Imagine if the Chancellor devoted much of his speech to a sober assessment of the strengths and weaknesses of the British economy. Imagine if he tried to paint an impartial picture - yes, here we have failed as a country and Government, here we are doing rather well, here we must rethink. Imagine if he dared to discuss the leaked industrial audit commissioned by his friend Michael Heseltine. Imagine if, having eaten enough humble pie to show that he was serious, he then spoke mainly of the long-term - about how, over the course of a decade, he thought we could push more youngsters towards industry and commerce; about where the national infrastructure was weak and needed mending; about what size he thought government ought to be, and what it ought to be doing by the end of the decade.

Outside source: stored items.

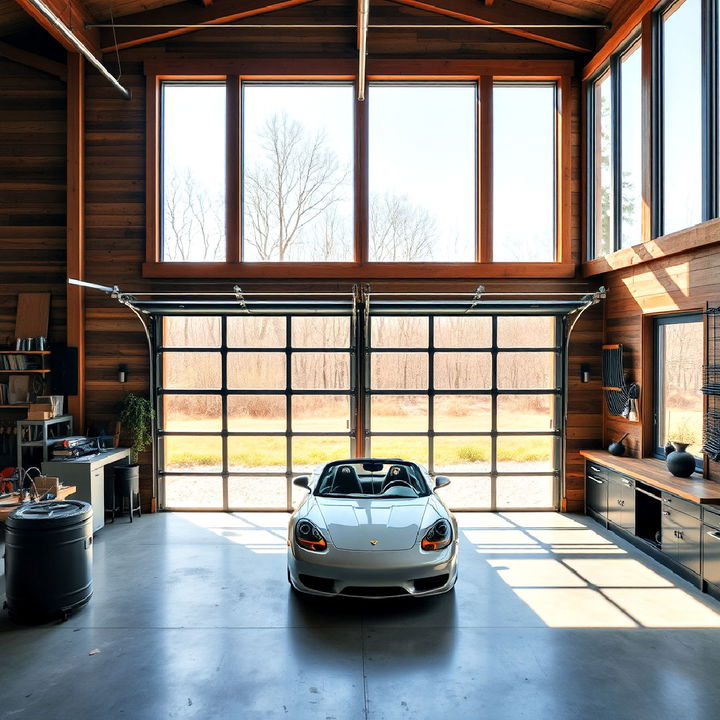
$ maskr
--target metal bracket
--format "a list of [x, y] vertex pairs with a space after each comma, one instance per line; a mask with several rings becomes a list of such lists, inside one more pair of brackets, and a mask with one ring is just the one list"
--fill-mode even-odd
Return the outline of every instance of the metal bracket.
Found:
[[238, 305], [240, 305], [240, 309], [244, 310], [249, 315], [250, 310], [248, 309], [247, 303], [245, 302], [242, 288], [239, 285], [233, 285], [233, 292], [235, 293], [235, 299], [238, 301]]
[[485, 294], [485, 286], [484, 285], [478, 285], [475, 288], [475, 294], [473, 295], [472, 302], [470, 303], [470, 307], [465, 311], [465, 314], [469, 313], [471, 310], [475, 308], [475, 306], [482, 300], [482, 296]]

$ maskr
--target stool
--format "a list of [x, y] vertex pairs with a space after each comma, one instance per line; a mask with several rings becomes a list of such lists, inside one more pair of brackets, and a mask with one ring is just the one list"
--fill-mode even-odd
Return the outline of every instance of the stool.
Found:
[[[137, 465], [118, 465], [115, 468], [115, 498], [120, 506], [120, 511], [125, 511], [125, 504], [130, 512], [130, 522], [133, 521], [133, 513], [137, 512], [142, 517], [140, 507], [140, 468]], [[137, 498], [137, 505], [135, 500]], [[114, 519], [114, 515], [113, 515]]]

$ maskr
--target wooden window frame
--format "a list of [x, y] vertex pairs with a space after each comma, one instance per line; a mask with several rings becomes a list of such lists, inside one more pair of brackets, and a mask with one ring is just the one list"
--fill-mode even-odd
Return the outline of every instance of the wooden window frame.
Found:
[[[242, 260], [240, 199], [243, 81], [344, 81], [357, 83], [352, 60], [168, 60], [145, 63], [146, 75], [146, 257], [145, 277], [153, 278], [568, 278], [572, 260], [572, 97], [573, 63], [545, 61], [368, 60], [367, 80], [462, 81], [478, 85], [477, 259], [475, 262], [369, 262], [368, 111], [355, 100], [355, 260], [352, 262], [245, 262]], [[161, 97], [164, 81], [221, 80], [226, 83], [227, 250], [224, 262], [165, 262], [161, 258]], [[539, 263], [492, 261], [492, 88], [494, 82], [556, 84], [556, 242], [555, 260]], [[233, 200], [234, 198], [234, 200]]]

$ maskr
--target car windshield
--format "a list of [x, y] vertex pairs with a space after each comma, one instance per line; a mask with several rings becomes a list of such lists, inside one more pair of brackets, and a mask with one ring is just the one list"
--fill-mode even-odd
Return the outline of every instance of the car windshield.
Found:
[[341, 460], [326, 465], [315, 494], [323, 497], [417, 498], [430, 494], [424, 474], [404, 460]]

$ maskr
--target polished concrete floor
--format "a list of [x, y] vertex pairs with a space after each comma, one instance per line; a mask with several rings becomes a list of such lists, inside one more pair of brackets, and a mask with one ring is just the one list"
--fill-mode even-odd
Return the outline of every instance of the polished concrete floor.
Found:
[[720, 718], [719, 603], [583, 517], [458, 519], [455, 591], [382, 603], [291, 593], [287, 515], [120, 520], [87, 607], [3, 613], [0, 717]]

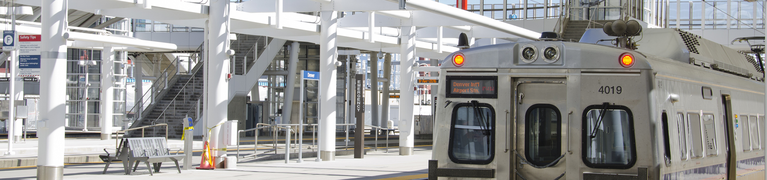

That sort of helmsman's speech would necessarily include plenty of stuff about the shorter-term too, above all about the deficit. But it would be worth more than the brief, tricksy illusion of control implied by a penny on this, and a sheaf of unreliable graphs.

It will be immediately objected that this is not Mr Lamont's job. He is the technician, and the Budget, however jolly, is a technical affair. Well, if the job is too big for a Chancellor, why should not the new- style Budgets be preceded by an audit of the country's affairs by the real helmsman, the Prime Minister? And the Budget was not a technical affair originally - the historian Peter Clarke, writing in the Independent yesterday, called Gladstone's Budget speeches 'a way of getting the nation to sit in judgement on itself'. That is what we need most this afternoon. That is how we should judge what we get.